Hematoxylin and Eosin sections of the cases were reviewed for various morphological characteristics including architectural pattern (diffuse/paracortical expansion), perinodal extension if any, size of the lymphoblast (small/medium/large), and other additional morphological findings if any (e.g., the presence of eosinophils).
Immunohistochemistry (IHC) slides were retrieved from the archives of the pathology department and reviewed. When a marker was positive, localization (membranous/nuclear/cytoplasmic), extent (percentage), and intensity (1+ to 3+) of positivity were noted. A panel of markers was used to prove the immature nature of blasts and T-cell lineage commitment. TdT, CD99, and CD34 were used to determine the plastic nature of the neoplastic cells. CD3, CD5, and CD7 were used as markers of T-cell lineage. CD10 and BCL2 were done in a subset of cases. Ki67 staining was done to assess the proliferation index. All IHC procedures were done on formalin fixed paraffin embedded tissue sections according to the standard protocol. Antibodies obtained from commercial sources were used for IHC.

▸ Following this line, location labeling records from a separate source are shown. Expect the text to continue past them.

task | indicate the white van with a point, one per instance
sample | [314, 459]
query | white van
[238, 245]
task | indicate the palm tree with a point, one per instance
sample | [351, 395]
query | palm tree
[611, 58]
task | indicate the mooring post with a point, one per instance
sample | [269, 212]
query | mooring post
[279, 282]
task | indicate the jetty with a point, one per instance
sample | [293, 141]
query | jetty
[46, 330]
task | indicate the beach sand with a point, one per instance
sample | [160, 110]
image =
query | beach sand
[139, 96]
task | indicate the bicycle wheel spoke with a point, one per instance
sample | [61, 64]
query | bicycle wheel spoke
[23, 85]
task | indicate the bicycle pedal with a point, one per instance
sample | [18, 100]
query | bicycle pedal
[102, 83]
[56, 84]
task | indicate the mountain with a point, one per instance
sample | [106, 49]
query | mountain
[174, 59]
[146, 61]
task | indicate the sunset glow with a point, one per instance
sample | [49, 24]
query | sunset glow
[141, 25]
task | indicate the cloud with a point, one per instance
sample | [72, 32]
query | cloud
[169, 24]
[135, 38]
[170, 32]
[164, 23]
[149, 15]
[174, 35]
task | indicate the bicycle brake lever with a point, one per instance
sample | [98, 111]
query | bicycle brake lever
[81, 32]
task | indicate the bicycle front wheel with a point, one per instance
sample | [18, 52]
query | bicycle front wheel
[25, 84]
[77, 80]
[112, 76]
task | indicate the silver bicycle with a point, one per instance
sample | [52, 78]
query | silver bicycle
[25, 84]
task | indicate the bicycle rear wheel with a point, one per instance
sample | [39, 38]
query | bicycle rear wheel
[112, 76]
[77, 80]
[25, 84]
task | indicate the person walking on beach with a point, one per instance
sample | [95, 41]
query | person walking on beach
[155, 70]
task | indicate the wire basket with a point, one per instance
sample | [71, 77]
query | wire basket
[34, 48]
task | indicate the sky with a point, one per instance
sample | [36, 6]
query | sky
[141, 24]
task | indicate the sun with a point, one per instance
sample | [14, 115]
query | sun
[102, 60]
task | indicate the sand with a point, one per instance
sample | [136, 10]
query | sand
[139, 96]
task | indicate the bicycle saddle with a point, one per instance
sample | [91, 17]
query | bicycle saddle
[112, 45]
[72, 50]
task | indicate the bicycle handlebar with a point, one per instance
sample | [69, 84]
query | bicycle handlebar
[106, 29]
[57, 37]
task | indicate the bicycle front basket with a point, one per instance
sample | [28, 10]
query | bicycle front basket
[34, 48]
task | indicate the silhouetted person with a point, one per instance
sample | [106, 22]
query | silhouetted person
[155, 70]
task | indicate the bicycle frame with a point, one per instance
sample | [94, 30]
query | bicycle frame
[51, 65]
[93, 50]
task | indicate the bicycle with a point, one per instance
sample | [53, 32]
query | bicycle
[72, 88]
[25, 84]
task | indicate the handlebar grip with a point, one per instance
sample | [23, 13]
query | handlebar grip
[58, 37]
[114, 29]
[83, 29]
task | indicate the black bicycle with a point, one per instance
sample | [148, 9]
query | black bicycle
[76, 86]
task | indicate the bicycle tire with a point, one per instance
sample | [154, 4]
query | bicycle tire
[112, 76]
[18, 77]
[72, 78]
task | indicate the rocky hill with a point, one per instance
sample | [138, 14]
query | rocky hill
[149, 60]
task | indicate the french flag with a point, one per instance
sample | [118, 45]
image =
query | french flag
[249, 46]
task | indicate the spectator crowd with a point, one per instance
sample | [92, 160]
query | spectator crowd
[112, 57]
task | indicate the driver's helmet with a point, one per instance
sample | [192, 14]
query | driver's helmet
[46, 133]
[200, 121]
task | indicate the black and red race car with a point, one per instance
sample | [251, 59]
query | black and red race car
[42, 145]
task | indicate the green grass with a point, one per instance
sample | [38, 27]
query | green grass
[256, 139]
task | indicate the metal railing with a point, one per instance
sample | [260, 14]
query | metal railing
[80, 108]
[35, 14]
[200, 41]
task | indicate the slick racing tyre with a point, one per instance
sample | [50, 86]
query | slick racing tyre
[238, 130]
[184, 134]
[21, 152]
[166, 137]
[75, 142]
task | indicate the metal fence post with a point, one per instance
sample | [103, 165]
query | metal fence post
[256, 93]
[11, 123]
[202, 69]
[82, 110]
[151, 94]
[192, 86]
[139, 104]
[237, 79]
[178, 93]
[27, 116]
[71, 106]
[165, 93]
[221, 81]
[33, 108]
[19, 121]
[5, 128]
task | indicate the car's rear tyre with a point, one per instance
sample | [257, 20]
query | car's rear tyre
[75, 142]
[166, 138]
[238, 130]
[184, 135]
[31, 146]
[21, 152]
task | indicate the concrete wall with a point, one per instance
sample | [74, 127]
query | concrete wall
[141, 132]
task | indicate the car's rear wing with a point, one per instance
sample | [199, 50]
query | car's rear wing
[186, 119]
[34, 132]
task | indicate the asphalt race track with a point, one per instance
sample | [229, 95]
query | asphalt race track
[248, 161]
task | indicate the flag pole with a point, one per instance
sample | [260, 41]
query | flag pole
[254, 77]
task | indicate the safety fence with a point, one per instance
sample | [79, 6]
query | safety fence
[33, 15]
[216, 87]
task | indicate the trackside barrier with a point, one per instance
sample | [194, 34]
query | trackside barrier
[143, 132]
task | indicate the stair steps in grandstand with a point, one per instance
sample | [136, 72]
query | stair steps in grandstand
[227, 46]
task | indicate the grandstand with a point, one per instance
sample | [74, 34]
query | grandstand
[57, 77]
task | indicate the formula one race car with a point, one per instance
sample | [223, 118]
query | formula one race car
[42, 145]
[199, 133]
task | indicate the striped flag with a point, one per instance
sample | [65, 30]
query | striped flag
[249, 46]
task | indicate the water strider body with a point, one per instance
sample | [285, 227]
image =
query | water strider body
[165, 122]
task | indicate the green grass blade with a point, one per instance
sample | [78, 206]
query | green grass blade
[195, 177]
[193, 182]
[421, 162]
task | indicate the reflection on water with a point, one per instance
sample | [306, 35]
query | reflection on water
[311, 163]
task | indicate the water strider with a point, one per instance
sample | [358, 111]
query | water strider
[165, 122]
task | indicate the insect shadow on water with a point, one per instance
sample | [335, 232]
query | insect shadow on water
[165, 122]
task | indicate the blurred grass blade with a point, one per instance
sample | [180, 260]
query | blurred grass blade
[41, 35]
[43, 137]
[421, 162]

Treatment and outcome details
Treatment and outcome details were obtained from inpatient and outpatient charts or by contacting the patient through the telephone. Type of chemotherapy given, details of remission, and relapse were recorded. Remission was defined as radiological evidence of disappearance of tumor mass or bone marrow blast count <5/100 nucleated cells. The progression was defined as increase in size of mass at least 25% or appearance of tumor at newer sites. Relapse was defined as re-occurrence of the lymphoma after achieving complete remission. Patient follow-up was recorded on the last date of visit or last date of contact. Overall survival was defined as the period from the date of diagnosis to date of death due to any cause or last date of follow-up. Event-free survival was defined as the period from the date of diagnosis to progression, relapse, or death due to any cause.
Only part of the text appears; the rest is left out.